Earlier this week, Google announced that it was pausing Gemini's ability to generate images. Following widespread user criticism and an internal review, the company confirmed that Gemini (formerly Bard) was creating “inaccurate or even offensive” images that were “embarrassing and wrong.”
Gemini's image generation was built on top of Imagen 2, which was fine-tuned to avoid past pitfalls of AI image models, such as producing violent, sexually explicit, or unethically realistic depictions of individuals. Google intended for Gemini to generate images that reflected the diversity of global users. However, when prompted for images depicting specific types of individuals or those within certain cultural or historical contexts, their approach lead to the generation of content that were not only incorrect but also insensitive.
In a blog post explaining the issues, Senior Vice President Prabhakar Raghavan said two main problems arose with Gemini's image generator. First, attempts to tune the system to showcase diversity backfired. While the goal was preventing single ethnicities from dominating results globally, it led to strange responses to simple prompts seeking specific depictions.
Secondly, the model started refusing reasonable prompts entirely out of overcaution. Raghavan said it began to “wrongly interpret some very anodyne prompts as sensitive.” Combined, these two issues led to the awkward outcomes that provoked criticism.
As a result, Google has temporarily turned off Gemini's people image generation feature, with plans for significant improvements before its reinstatement.
Raghavan stated bluntly that the generated results were “not what [Google] intended” and that the feature had “missed the mark.” He committed to significant testing and improvements prior to re-enabling the ability to generate images with people. He even conceded directly, “I can’t promise that Gemini won’t occasionally generate embarrassing, inaccurate or offensive results.”
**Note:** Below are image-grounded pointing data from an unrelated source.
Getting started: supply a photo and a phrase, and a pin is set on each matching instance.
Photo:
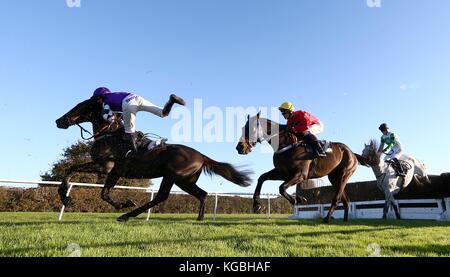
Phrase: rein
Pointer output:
(83, 130)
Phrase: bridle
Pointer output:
(261, 135)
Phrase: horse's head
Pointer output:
(252, 133)
(370, 153)
(86, 111)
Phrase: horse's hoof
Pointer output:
(122, 218)
(129, 204)
(257, 209)
(67, 202)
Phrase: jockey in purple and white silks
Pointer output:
(129, 104)
(391, 146)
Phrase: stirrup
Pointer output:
(130, 154)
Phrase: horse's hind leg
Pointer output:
(297, 179)
(339, 179)
(198, 193)
(162, 195)
(270, 175)
(346, 203)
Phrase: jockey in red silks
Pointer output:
(304, 125)
(129, 104)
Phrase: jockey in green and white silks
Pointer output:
(392, 147)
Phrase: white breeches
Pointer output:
(133, 104)
(396, 152)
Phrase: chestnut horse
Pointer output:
(293, 164)
(177, 164)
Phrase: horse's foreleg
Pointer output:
(297, 179)
(270, 175)
(396, 210)
(89, 167)
(162, 195)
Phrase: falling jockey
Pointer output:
(391, 142)
(129, 104)
(304, 125)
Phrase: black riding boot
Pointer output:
(131, 139)
(172, 100)
(312, 139)
(398, 167)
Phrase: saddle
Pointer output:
(401, 167)
(145, 144)
(326, 146)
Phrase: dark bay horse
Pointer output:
(177, 164)
(294, 165)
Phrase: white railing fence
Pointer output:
(6, 182)
(430, 209)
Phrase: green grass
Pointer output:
(38, 234)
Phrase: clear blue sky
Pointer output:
(352, 66)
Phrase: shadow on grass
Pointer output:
(232, 240)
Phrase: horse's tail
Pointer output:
(361, 159)
(227, 171)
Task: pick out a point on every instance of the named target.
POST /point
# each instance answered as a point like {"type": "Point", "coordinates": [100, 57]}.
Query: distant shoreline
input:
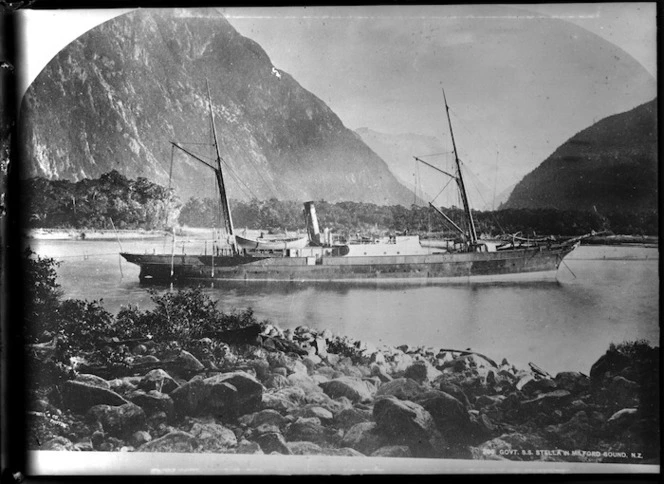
{"type": "Point", "coordinates": [92, 234]}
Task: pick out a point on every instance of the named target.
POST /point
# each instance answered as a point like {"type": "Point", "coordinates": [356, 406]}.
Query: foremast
{"type": "Point", "coordinates": [472, 233]}
{"type": "Point", "coordinates": [225, 207]}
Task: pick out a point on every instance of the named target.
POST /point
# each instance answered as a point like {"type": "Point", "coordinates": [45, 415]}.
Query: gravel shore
{"type": "Point", "coordinates": [309, 392]}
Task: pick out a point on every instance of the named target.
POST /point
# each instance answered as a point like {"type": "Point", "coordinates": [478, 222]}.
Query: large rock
{"type": "Point", "coordinates": [354, 389]}
{"type": "Point", "coordinates": [393, 451]}
{"type": "Point", "coordinates": [245, 396]}
{"type": "Point", "coordinates": [621, 393]}
{"type": "Point", "coordinates": [152, 402]}
{"type": "Point", "coordinates": [348, 417]}
{"type": "Point", "coordinates": [364, 438]}
{"type": "Point", "coordinates": [176, 441]}
{"type": "Point", "coordinates": [119, 421]}
{"type": "Point", "coordinates": [449, 414]}
{"type": "Point", "coordinates": [273, 442]}
{"type": "Point", "coordinates": [408, 423]}
{"type": "Point", "coordinates": [93, 380]}
{"type": "Point", "coordinates": [267, 416]}
{"type": "Point", "coordinates": [79, 396]}
{"type": "Point", "coordinates": [190, 398]}
{"type": "Point", "coordinates": [158, 380]}
{"type": "Point", "coordinates": [611, 362]}
{"type": "Point", "coordinates": [305, 382]}
{"type": "Point", "coordinates": [572, 381]}
{"type": "Point", "coordinates": [422, 371]}
{"type": "Point", "coordinates": [229, 394]}
{"type": "Point", "coordinates": [213, 437]}
{"type": "Point", "coordinates": [574, 434]}
{"type": "Point", "coordinates": [402, 388]}
{"type": "Point", "coordinates": [311, 430]}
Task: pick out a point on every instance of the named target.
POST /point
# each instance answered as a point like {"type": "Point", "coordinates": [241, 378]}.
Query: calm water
{"type": "Point", "coordinates": [603, 295]}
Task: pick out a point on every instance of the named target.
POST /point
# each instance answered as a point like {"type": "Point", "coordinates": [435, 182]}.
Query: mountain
{"type": "Point", "coordinates": [398, 152]}
{"type": "Point", "coordinates": [612, 166]}
{"type": "Point", "coordinates": [116, 97]}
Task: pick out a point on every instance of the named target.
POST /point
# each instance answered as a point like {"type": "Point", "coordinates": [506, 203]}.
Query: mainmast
{"type": "Point", "coordinates": [459, 178]}
{"type": "Point", "coordinates": [225, 207]}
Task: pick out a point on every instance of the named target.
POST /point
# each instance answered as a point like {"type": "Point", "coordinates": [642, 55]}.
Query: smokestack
{"type": "Point", "coordinates": [312, 223]}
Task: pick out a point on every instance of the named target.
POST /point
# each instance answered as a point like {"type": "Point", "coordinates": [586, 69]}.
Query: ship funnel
{"type": "Point", "coordinates": [312, 223]}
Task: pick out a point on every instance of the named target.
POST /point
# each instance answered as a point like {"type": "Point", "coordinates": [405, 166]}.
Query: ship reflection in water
{"type": "Point", "coordinates": [564, 324]}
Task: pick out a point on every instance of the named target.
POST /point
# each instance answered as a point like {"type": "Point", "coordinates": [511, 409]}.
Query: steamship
{"type": "Point", "coordinates": [323, 258]}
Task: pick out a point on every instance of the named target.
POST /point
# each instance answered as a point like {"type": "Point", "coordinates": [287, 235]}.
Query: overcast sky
{"type": "Point", "coordinates": [518, 83]}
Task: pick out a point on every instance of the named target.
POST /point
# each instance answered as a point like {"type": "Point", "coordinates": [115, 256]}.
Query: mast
{"type": "Point", "coordinates": [225, 207]}
{"type": "Point", "coordinates": [462, 188]}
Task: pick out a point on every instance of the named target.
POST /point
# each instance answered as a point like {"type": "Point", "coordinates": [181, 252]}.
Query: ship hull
{"type": "Point", "coordinates": [532, 263]}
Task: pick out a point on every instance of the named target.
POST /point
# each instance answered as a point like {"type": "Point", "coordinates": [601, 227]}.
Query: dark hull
{"type": "Point", "coordinates": [541, 262]}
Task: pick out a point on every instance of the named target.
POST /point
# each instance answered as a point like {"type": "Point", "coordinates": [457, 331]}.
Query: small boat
{"type": "Point", "coordinates": [319, 257]}
{"type": "Point", "coordinates": [271, 244]}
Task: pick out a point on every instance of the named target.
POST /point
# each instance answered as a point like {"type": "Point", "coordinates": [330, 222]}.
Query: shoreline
{"type": "Point", "coordinates": [308, 392]}
{"type": "Point", "coordinates": [92, 234]}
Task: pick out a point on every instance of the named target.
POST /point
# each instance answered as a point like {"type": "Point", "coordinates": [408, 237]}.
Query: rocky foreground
{"type": "Point", "coordinates": [305, 392]}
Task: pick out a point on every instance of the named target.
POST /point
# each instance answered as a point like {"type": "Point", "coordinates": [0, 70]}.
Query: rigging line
{"type": "Point", "coordinates": [437, 154]}
{"type": "Point", "coordinates": [441, 191]}
{"type": "Point", "coordinates": [238, 179]}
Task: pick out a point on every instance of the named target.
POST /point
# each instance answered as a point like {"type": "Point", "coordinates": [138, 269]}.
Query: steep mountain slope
{"type": "Point", "coordinates": [398, 152]}
{"type": "Point", "coordinates": [612, 165]}
{"type": "Point", "coordinates": [115, 97]}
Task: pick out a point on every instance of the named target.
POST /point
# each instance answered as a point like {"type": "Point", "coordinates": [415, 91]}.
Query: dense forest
{"type": "Point", "coordinates": [112, 200]}
{"type": "Point", "coordinates": [109, 201]}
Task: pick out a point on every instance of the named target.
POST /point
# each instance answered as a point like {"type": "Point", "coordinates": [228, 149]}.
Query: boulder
{"type": "Point", "coordinates": [93, 380]}
{"type": "Point", "coordinates": [402, 388]}
{"type": "Point", "coordinates": [621, 393]}
{"type": "Point", "coordinates": [190, 398]}
{"type": "Point", "coordinates": [392, 451]}
{"type": "Point", "coordinates": [611, 362]}
{"type": "Point", "coordinates": [305, 382]}
{"type": "Point", "coordinates": [187, 364]}
{"type": "Point", "coordinates": [247, 447]}
{"type": "Point", "coordinates": [152, 402]}
{"type": "Point", "coordinates": [273, 442]}
{"type": "Point", "coordinates": [348, 417]}
{"type": "Point", "coordinates": [158, 380]}
{"type": "Point", "coordinates": [276, 380]}
{"type": "Point", "coordinates": [267, 416]}
{"type": "Point", "coordinates": [58, 443]}
{"type": "Point", "coordinates": [230, 394]}
{"type": "Point", "coordinates": [119, 421]}
{"type": "Point", "coordinates": [123, 385]}
{"type": "Point", "coordinates": [449, 414]}
{"type": "Point", "coordinates": [408, 423]}
{"type": "Point", "coordinates": [364, 438]}
{"type": "Point", "coordinates": [234, 393]}
{"type": "Point", "coordinates": [574, 434]}
{"type": "Point", "coordinates": [282, 400]}
{"type": "Point", "coordinates": [354, 389]}
{"type": "Point", "coordinates": [572, 381]}
{"type": "Point", "coordinates": [421, 371]}
{"type": "Point", "coordinates": [139, 438]}
{"type": "Point", "coordinates": [305, 448]}
{"type": "Point", "coordinates": [79, 396]}
{"type": "Point", "coordinates": [399, 362]}
{"type": "Point", "coordinates": [311, 430]}
{"type": "Point", "coordinates": [323, 414]}
{"type": "Point", "coordinates": [213, 437]}
{"type": "Point", "coordinates": [176, 441]}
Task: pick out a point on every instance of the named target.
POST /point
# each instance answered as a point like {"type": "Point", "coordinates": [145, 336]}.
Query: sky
{"type": "Point", "coordinates": [518, 83]}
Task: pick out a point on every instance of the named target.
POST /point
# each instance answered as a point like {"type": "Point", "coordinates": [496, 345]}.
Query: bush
{"type": "Point", "coordinates": [42, 296]}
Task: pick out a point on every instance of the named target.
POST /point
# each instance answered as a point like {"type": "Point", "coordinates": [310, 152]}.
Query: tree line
{"type": "Point", "coordinates": [112, 200]}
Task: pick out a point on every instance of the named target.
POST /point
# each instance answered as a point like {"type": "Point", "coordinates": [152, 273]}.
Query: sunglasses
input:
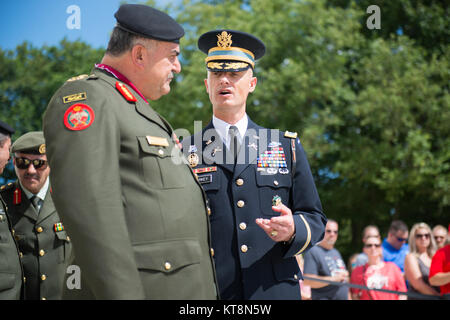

He also highlighted the inherent limitations and potential for errors within AI models like Gemini, especially regarding current events or controversial topics. He recommended relying on Google Search for accurate information on such matters, given its robust algorithms for surfacing high-quality content.
While it is good that Google pulled the feature, important questions must be asked and changes demanded. Given all the red-teaming, testing, and responsible AI practices that Google touts with each model release, how did such an obviously flawed feature end up in one of the world's most leading foundation models? How much testing is actually happening? Who is leading these efforts? OpenAI reportedly spent 6 months testing GPT-4 before it was released. Was Gemini's release rushed?
The incident is another reminder of the complexities inherent in creating AI systems that interface with the nuanced and diverse nature of human society. As Google works to refine Gemini, the episode underscores the tech industry's broader challenge: balancing the speed of innovation with ethical considerations and user expectations.